00:00:55 The Strategic Bitcoin Reserve (SBR) saga began in July 2024 when Donald Trump announced his intention to establish a national Bitcoin reserve if elected, followed by Senator Cynthia Lummis introducing the Bitcoin Act to acquire 1 million BTC. In March 2025, President Trump signed an executive order, causing an initial market surge, but disappointment followed when it was revealed the reserve would only use seized BTC, not new purchases, leading to a sharp market reversal and a record CME futures gap.

Bureaucratic Failures and Discrepancies

00:02:25 A Freedom of Information Act (FOIA) request revealed that six months after a March 2025 executive order, federal agencies like the IRS and Secret Service had failed to report their authority to transfer seized assets to the Treasury. A separate FOIA request to the U.S. Marshals Service showed they held only $28,988 Bitcoin (worth approximately $3.3 billion), an 86% lower figure than the widely cited 200,000+ BTC, causing massive confusion and market volatility due to mixed messaging from Treasury Secretary Scott Pett.

Legislative Efforts and Obstacles

00:05:15 Senator Cynthia Lummis's Bitcoin Act of 2025 aims to make the SBR permanent and mandate the purchase of 200,000 Bitcoin annually for five years, which would absorb more than the total yearly supply. While the political landscape is favorable with pro-crypto Republicans chairing key committees and significant lobbying efforts by Fair Shake PAC, the bill faces strong Democratic opposition and has only a 1% chance of enactment due to a lack of bipartisan support.

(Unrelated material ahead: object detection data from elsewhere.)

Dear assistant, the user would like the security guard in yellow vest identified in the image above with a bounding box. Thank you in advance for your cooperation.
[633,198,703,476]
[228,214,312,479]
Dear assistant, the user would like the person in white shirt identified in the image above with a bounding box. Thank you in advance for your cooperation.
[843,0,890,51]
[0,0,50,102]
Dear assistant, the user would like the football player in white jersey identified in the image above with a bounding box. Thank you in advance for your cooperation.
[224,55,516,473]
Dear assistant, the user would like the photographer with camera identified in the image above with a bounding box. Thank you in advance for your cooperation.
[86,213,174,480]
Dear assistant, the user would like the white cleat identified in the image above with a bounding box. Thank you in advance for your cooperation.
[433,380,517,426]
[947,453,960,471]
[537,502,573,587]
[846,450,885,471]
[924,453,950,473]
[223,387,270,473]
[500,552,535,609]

Expert Opinions and Bitcoin's Philosophy

00:06:25 Experts are divided on the SBR's necessity: proponents like Michael Saylor and Kathy Wood see it as a major catalyst for Bitcoin's price, potentially offsetting national debt. However, a University of Chicago survey found no economists agreeing it would benefit the US economy, with critics arguing it's a political maneuver contradicting Bitcoin's decentralized ethos. Bitcoin purists, including Solana co-founder Anatoly Yakovenko, believe government accumulation is a 'vector of centralization' that threatens its core value proposition.

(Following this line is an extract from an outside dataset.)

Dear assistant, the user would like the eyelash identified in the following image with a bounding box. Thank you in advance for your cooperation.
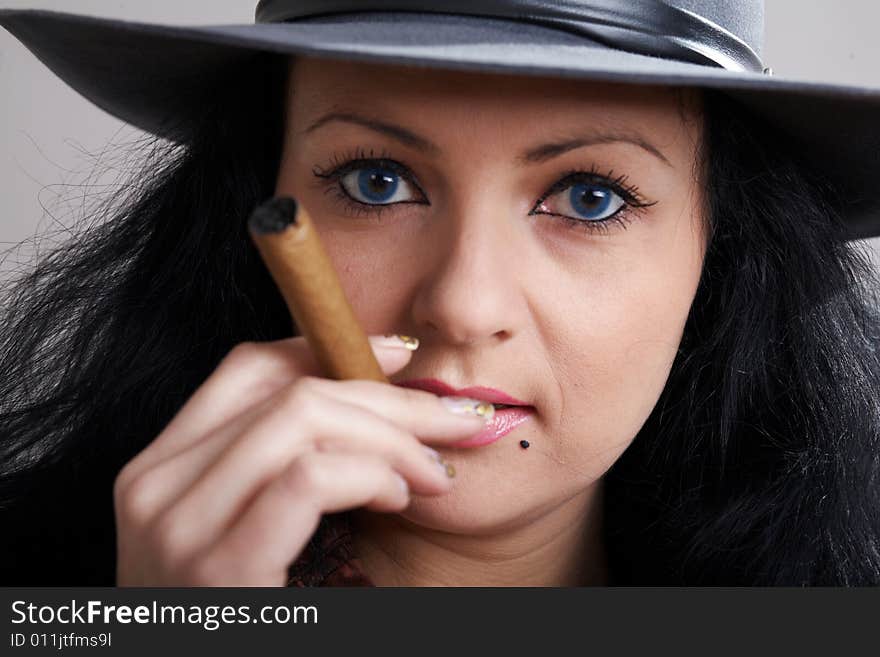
[312,147,656,233]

Bitcoin's Future Trajectories

00:08:33 Two distinct futures for Bitcoin exist: one where the Bitcoin Act passes, causing an unprecedented supply shock that could drive Bitcoin to $200,000 by late 2025; and another where the SBR remains a paper reserve, leaving Bitcoin's fate to ETF inflows and corporate demand. While the SBR has become a political wildcard, Bitcoin's underlying fundamentals are strengthening, with spot Bitcoin ETFs attracting over $55 billion in inflows and 74% of Bitcoin being illiquid, indicating a sustainable private sector-led rally independent of government action.